Thermal wavelength image of a large iceberg, which has calved off the Larsen C ice shelf (Photo Credit: NASA Worldview)

Sometime between July 10 and 12, a massive iceberg the size of the US state of Delaware broke free from Antarctica’s Larsen C Ice Shelf. The crack that led to the separation was visible in the first images of the ice shelf captured by NASA satellites in 1963. However, the rift remained dormant for decades, before suddenly spreading northwards and widening by 18 miles between 2011 and 2015 and then an additional 13 miles in 2016. As of last month, the iceberg, named A-68 by the US National Ice Center, was hanging by a thread and experts knew it was just a matter of time before it broke free.

Iceberg calving – the breaking of ice chunks from the edge – is a natural part of a glacier’s life cycle. However, the detachment of A-68 is receiving a lot of attention due to its massive size. Measuring 5,800 square kilometers (2,240 square miles), the 620-feet thick chunk of ice has reduced the Larsen C Ice Shelf area by more than 12% and permanently altered the topography of the Antarctica Peninsula.

Animation of the growth of the crack in the Larsen C ice shelf, from 2006 to 2017, as recorded by NASA/USGS Landsat satellites. (Photo Credit: NASA/USGS Landsat)

“The interesting thing is what happens next, how the remaining ice shelf responds,” said Kelly Brunt, a glaciologist with NASA’s Goddard Space Flight Center in Greenbelt, Maryland, and the University of Maryland in College Park. “Will the ice shelf weaken? Or possibly collapse, like its neighbors Larsen A and B? Will the glaciers behind the ice shelf accelerate and have a direct contribution to sea level rise? Or is this just a normal calving event?”

Adrian Luckman, a member of Project Midas, a UK-based Antarctic research project investigating the effects of a warming climate on the Larsen C Ice Shelf since 2015, cautions it is premature to assume that the calving is a result of global warming.
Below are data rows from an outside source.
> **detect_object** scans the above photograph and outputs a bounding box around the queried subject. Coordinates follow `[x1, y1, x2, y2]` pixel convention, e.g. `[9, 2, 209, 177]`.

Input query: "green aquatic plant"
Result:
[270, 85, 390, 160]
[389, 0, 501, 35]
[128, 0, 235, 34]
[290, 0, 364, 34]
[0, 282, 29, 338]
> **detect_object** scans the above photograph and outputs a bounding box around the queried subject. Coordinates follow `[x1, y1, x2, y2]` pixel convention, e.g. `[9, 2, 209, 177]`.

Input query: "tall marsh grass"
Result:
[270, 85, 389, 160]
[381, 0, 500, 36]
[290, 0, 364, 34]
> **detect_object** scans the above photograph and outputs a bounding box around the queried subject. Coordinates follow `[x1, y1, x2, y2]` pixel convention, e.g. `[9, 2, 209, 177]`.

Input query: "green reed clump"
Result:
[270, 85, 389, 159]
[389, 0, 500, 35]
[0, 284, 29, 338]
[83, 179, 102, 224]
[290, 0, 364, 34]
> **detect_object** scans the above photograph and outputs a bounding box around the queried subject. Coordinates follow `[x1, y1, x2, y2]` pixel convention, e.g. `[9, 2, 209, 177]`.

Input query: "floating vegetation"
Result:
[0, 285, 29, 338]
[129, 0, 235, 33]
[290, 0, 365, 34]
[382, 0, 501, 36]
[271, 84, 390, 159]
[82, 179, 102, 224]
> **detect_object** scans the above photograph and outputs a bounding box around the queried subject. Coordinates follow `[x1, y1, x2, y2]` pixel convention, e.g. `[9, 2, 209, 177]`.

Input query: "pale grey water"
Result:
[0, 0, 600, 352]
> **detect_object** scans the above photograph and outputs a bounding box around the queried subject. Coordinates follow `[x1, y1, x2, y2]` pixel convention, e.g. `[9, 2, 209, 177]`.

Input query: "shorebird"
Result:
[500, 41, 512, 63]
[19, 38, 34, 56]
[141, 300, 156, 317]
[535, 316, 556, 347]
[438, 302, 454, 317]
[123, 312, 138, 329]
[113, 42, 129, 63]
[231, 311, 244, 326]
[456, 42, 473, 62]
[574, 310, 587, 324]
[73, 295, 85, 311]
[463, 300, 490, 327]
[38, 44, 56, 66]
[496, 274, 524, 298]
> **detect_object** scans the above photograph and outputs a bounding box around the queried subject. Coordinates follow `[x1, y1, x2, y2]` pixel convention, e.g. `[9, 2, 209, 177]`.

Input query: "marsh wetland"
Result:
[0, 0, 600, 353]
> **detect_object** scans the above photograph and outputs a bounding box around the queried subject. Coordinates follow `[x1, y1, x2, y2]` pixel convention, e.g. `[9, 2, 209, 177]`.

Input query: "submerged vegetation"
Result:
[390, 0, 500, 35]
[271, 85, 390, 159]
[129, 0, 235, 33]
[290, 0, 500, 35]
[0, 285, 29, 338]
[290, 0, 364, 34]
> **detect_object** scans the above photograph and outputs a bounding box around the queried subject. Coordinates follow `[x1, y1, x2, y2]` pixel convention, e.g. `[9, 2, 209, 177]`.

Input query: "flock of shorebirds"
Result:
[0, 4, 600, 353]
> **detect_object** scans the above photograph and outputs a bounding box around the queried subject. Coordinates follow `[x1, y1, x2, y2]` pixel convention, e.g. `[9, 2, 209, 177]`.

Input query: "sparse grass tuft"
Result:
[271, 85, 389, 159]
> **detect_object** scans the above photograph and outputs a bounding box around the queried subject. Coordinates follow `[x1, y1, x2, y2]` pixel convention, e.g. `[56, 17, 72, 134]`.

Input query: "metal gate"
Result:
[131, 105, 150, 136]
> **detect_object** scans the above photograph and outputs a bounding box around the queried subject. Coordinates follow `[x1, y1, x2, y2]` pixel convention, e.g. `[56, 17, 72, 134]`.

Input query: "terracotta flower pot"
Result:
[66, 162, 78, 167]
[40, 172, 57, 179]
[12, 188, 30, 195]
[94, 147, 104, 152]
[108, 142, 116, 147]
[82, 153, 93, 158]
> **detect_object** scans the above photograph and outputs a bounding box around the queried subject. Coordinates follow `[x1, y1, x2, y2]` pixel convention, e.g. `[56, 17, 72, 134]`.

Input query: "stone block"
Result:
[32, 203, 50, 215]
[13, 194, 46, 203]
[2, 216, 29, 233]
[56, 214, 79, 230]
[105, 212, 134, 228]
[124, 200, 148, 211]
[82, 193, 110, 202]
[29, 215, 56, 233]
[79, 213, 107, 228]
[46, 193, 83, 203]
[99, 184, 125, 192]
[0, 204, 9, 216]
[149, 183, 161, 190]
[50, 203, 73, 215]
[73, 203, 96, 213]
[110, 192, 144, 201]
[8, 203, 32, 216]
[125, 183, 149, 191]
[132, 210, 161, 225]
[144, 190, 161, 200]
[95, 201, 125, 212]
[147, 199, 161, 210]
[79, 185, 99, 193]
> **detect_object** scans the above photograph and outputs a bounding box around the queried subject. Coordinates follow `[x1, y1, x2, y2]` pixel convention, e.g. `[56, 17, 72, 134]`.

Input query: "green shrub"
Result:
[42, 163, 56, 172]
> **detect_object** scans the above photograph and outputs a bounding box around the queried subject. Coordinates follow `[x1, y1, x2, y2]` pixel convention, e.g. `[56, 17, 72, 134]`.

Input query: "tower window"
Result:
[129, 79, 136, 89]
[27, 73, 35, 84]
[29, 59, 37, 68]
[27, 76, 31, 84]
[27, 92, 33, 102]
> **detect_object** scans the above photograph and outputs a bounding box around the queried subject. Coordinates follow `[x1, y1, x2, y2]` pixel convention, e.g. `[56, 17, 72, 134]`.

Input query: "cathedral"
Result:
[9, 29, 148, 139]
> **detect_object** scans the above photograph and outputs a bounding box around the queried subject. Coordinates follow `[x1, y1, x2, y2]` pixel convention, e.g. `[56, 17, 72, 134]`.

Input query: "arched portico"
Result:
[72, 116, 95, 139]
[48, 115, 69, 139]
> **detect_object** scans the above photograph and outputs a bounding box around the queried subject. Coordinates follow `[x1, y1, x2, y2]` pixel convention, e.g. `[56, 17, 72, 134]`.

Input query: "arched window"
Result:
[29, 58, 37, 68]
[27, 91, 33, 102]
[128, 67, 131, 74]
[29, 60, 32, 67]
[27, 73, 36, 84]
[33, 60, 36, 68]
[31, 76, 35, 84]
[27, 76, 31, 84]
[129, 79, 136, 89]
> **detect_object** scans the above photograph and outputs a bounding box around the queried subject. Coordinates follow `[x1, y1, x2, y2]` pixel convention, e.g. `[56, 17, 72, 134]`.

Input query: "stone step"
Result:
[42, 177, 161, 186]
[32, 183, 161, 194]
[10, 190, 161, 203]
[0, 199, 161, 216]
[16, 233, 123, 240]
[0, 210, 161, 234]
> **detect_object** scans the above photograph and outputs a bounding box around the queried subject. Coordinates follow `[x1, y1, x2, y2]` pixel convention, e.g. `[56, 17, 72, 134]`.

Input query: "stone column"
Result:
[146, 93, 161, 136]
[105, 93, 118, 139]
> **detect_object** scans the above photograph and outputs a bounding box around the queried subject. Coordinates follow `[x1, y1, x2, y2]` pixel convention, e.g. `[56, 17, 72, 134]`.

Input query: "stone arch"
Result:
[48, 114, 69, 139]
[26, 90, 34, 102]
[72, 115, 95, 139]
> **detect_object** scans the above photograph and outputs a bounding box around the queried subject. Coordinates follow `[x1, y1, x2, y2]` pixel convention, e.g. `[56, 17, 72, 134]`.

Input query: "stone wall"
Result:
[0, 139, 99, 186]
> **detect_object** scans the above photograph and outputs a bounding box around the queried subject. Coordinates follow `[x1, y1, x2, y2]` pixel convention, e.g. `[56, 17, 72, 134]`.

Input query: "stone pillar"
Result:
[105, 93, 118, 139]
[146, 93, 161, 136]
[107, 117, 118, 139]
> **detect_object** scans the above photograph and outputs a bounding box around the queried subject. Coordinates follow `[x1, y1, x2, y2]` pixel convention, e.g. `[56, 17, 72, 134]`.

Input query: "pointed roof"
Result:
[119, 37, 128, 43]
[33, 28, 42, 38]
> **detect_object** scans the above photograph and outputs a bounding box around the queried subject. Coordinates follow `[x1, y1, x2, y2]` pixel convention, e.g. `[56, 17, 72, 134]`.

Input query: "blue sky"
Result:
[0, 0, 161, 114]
The glaciologist also asserts that since the iceberg is afloat and already displacing its weight in the ocean, there is no imminent danger of the sea levels rising.

As expected, the colossal ice sheet is already splintering. Satellite images taken on July 19 show hundreds of small icebergs, as well as three sizable ones, floating around the superstructure's perimeter.

Credit: A. J. Cook and D. G. Vaughan CC 3.0 via Wikimedia Commons

Ice shelves, which border 75 percent of the Antarctic Peninsula, form from snow that has been compacted into ice over the course of thousands of years. They are found where glaciers meet the ocean and the weather is frigid enough to keep the ice frozen. The icy structures are important because they help control rising sea levels by forming a natural barrier against the water melting from glaciers.

The Larsen Ice Shelf, which is located in the northwest part of the Weddell Sea, once comprised four segments: Larsen A (smallest) Larsen B, Larsen C (largest) and Larsen D. The first two disintegrated in January of 1995 and February of 2002 respectively.

While scientists will continue to monitor A-68 and its parent, many believe it will take several years before Larsen C collapses further. “The remaining 90 percent of the ice shelf continues to be held in place by two pinning points: the Bawden Ice Rise to the north of the rift and the Gipps Ice Rise to the south,” said Chris Shuman, a glaciologist at Goddard and the University of Maryland at Baltimore County. “So I just don’t see any near-term signs that this calving event is going to lead to the collapse of the Larsen C ice shelf. But we will be watching closely for signs of further changes across the area.”